November 10, 2024 Season after Pentecost
November 10, 2024 Season after Pentecost
St. Mark has Jesus teaching in the temple created by Herod I. Herod was a convert to Judaism who built many magnificent structures, more as a tribute to himself than to the One True G_d. He was a puppet for Rome and relied heavily on the backs and taxes of the Jews to fund his follies. Jesus was warning the hearers to beware of those who offer religious piousness at the expense of the poor, devouring “widows’ houses.” After his teaching, Jesus took a seat across the temple from the treasury where the temple taxes were being collected. He sees the procession of the rich leaving sums of money to keep their places of honor in the temple and therefore in Herod’s kingdom.
Jesus witnesses a widow giving her coins, which she likely needed to buy food for her family. Jesus told his disciples, “Truly I tell you, this poor widow has put in more than all those who are contributing to the treasury. All of them have contributed out of their abundance, but she has put in everything she had, all she had to live on. “The others used religion to gain fame and position, some to take advantage of the powerless. The poor widow gives her all freely, not to gain attention or assume power, but out of a heart filled with gratitude and thanksgiving.
In his letter to the Hebrews, St. Paul speaks to the nature of Herod’s temple, “a sanctuary made by human hands, a mere copy of the true one,” and Paul identifies Jesus as the true Temple.
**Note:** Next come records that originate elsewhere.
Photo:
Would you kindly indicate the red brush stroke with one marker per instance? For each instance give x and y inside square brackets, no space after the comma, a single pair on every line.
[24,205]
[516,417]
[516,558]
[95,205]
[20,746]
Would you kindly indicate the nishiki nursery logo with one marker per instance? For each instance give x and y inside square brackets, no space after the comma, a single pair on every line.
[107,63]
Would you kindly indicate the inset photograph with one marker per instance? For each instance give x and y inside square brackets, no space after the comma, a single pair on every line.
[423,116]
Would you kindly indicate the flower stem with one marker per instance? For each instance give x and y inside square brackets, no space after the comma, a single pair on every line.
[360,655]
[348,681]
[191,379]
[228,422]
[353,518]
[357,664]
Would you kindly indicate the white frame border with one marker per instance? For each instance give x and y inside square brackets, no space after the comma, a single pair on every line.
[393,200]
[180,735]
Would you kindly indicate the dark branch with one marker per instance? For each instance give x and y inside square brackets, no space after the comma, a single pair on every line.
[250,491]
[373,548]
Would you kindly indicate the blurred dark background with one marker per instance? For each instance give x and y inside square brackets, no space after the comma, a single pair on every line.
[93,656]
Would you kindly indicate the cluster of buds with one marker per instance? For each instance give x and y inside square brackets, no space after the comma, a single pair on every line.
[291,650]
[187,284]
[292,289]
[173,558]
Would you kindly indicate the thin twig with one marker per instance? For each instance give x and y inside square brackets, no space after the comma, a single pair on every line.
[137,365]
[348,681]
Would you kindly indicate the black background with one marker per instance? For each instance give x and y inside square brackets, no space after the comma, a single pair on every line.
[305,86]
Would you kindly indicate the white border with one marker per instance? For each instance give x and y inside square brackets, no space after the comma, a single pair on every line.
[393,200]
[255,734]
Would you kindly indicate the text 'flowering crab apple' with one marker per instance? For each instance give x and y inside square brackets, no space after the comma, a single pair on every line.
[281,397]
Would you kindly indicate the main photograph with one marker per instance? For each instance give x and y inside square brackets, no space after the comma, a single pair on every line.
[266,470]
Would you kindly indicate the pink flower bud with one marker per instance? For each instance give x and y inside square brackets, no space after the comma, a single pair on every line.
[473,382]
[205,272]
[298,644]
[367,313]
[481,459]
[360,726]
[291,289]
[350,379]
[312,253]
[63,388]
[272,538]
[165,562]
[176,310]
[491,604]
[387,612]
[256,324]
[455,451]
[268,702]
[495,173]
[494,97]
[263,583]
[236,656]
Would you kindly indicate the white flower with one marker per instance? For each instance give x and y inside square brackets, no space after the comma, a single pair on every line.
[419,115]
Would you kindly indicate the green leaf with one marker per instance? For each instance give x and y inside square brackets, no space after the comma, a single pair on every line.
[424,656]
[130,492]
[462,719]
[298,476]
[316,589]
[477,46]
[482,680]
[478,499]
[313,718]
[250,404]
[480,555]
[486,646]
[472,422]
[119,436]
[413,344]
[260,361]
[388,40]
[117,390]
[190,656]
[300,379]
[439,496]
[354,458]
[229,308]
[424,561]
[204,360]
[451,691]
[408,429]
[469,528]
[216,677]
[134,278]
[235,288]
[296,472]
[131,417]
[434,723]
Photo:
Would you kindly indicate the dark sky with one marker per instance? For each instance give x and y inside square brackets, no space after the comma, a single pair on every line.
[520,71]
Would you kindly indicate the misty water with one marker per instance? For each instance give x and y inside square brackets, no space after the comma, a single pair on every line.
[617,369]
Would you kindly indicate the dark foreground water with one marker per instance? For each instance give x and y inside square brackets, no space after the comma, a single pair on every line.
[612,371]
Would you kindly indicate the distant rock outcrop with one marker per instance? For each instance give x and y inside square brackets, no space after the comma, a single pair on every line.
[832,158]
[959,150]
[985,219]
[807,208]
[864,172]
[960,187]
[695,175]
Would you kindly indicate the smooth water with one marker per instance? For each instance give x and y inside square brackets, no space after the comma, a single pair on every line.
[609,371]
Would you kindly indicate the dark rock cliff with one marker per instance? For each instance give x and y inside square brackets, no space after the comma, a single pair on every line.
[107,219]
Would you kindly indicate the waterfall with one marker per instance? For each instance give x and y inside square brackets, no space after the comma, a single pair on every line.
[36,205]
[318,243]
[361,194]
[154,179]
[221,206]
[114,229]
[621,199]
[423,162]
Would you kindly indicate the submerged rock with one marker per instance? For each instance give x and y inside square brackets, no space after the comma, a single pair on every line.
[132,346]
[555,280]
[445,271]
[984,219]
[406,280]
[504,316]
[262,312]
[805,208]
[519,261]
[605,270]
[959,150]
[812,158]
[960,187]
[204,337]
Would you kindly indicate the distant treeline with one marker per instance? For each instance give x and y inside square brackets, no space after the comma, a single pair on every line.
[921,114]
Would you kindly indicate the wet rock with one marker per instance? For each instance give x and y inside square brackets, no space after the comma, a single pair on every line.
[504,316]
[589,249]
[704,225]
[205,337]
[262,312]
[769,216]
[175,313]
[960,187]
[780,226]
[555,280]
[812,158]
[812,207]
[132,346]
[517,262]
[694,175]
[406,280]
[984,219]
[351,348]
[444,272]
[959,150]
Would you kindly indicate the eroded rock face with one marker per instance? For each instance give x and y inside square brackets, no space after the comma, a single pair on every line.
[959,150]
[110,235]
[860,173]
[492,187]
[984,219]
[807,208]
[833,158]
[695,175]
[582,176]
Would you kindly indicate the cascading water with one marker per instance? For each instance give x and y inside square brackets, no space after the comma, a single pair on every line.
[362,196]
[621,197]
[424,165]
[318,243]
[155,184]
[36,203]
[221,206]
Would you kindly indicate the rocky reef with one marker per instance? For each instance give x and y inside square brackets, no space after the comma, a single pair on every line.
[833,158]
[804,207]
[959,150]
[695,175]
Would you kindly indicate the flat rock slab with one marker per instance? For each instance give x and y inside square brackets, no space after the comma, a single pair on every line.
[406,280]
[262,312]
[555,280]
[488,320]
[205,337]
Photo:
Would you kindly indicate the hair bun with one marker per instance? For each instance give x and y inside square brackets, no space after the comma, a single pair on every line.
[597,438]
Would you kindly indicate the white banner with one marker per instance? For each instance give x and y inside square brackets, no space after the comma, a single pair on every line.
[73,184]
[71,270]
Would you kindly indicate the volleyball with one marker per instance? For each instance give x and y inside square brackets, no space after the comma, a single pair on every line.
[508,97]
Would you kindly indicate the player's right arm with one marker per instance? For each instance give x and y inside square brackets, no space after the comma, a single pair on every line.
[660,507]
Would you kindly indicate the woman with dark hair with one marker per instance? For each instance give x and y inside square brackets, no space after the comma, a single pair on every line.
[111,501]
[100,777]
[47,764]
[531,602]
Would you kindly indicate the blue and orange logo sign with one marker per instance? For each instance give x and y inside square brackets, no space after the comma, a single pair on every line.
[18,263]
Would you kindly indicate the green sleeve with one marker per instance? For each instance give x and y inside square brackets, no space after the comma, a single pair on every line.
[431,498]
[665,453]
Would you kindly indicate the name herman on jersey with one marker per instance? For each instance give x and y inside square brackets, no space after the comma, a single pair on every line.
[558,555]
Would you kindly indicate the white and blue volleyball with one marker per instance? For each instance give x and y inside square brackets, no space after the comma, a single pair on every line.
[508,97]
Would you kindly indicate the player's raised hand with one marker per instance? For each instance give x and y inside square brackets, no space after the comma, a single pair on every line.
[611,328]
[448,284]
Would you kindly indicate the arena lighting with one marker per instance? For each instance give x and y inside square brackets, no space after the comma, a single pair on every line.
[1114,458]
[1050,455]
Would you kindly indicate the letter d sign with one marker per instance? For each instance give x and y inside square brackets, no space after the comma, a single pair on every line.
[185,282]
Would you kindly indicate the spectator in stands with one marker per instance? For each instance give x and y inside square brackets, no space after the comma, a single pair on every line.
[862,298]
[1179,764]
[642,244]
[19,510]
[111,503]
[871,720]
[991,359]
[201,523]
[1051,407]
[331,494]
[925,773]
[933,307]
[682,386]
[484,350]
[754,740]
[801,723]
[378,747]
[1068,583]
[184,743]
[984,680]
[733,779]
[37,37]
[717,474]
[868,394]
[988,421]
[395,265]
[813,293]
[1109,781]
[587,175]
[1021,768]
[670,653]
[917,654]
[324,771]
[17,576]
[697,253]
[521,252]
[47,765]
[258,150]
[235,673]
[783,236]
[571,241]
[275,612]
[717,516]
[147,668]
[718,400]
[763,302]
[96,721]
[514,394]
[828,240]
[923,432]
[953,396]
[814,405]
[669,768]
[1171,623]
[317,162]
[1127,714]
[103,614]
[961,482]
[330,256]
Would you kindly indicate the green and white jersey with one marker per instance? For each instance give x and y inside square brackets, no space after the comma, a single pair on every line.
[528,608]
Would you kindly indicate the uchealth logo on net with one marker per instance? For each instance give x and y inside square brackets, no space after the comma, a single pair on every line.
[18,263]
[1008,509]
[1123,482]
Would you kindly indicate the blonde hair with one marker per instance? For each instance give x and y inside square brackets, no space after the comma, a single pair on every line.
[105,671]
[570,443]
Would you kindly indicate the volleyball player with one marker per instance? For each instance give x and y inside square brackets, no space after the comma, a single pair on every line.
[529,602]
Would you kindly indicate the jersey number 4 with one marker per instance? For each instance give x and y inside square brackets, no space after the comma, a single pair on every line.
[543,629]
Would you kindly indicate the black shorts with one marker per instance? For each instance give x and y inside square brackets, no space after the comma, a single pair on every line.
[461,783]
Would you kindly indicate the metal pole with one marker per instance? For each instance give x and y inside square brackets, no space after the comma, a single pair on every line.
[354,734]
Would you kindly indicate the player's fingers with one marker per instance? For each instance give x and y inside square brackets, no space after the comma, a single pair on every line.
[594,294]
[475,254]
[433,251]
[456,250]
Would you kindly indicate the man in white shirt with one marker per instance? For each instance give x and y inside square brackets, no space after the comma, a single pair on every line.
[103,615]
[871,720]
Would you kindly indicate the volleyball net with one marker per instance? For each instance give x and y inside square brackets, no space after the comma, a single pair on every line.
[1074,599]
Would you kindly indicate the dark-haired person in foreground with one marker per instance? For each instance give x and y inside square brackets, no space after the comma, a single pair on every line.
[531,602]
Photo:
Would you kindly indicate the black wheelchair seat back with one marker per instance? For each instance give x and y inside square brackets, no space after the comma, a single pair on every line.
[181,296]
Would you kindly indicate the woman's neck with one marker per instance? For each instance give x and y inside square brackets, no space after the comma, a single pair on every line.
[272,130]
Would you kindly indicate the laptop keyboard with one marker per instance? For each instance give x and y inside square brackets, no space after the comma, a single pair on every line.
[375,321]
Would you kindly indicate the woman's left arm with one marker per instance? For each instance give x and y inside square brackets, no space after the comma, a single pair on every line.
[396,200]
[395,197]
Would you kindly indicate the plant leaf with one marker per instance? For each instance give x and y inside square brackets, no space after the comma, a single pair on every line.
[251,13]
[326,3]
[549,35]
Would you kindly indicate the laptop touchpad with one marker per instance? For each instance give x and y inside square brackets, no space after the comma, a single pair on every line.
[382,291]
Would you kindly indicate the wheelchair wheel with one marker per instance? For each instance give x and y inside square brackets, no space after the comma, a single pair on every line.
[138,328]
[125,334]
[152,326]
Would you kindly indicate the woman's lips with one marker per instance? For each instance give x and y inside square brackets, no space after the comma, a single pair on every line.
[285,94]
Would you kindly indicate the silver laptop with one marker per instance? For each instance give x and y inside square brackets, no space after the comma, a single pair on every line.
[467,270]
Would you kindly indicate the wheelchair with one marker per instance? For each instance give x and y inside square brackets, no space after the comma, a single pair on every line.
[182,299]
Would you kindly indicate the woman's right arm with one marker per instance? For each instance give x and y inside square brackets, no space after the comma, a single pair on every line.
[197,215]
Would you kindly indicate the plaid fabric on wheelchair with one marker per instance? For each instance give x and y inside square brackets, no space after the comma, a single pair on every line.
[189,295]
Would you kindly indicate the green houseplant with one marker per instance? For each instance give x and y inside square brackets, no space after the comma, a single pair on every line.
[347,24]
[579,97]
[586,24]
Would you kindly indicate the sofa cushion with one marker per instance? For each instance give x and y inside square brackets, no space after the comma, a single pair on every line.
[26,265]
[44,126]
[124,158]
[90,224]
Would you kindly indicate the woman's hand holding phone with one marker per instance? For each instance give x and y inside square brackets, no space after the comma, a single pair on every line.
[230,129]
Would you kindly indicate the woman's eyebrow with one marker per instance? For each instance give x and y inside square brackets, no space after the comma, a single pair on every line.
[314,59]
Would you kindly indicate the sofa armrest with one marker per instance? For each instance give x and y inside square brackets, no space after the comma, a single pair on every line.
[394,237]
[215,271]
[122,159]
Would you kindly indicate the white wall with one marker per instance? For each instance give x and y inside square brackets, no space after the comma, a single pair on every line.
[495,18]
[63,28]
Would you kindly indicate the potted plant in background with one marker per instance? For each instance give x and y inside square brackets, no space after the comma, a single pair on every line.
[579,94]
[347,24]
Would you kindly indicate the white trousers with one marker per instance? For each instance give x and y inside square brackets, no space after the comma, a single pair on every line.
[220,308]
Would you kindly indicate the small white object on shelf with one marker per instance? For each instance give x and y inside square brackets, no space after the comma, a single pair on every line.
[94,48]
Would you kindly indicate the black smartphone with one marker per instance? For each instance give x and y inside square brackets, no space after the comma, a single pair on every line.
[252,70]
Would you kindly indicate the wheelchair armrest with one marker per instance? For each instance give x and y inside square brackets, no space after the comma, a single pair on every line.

Jesus is the structure worthy of awe and devotion, not where we worship, but in whom “we live, and move, and have our being.” In this month of Thanksgiving find time each day to pause in thanksgiving. Whether in your abundance or in your poverty, you are blessed with the presence of the Holy Spirit and G_d’s grace. You are counted as a child of G_d, promised a dwelling in the mansions of the Lord. With gratitude and humility, we must seek to emulate the widow, who gave from love and devotion. Our being a daily thanksgiving from an ordinary life recognizing the extraordinary. A faith generated not from abundance, but from our poverty. We are truly blessed to be able to say, “And here we offer and present unto thee O Lord, ourselves, our souls, and bodies.”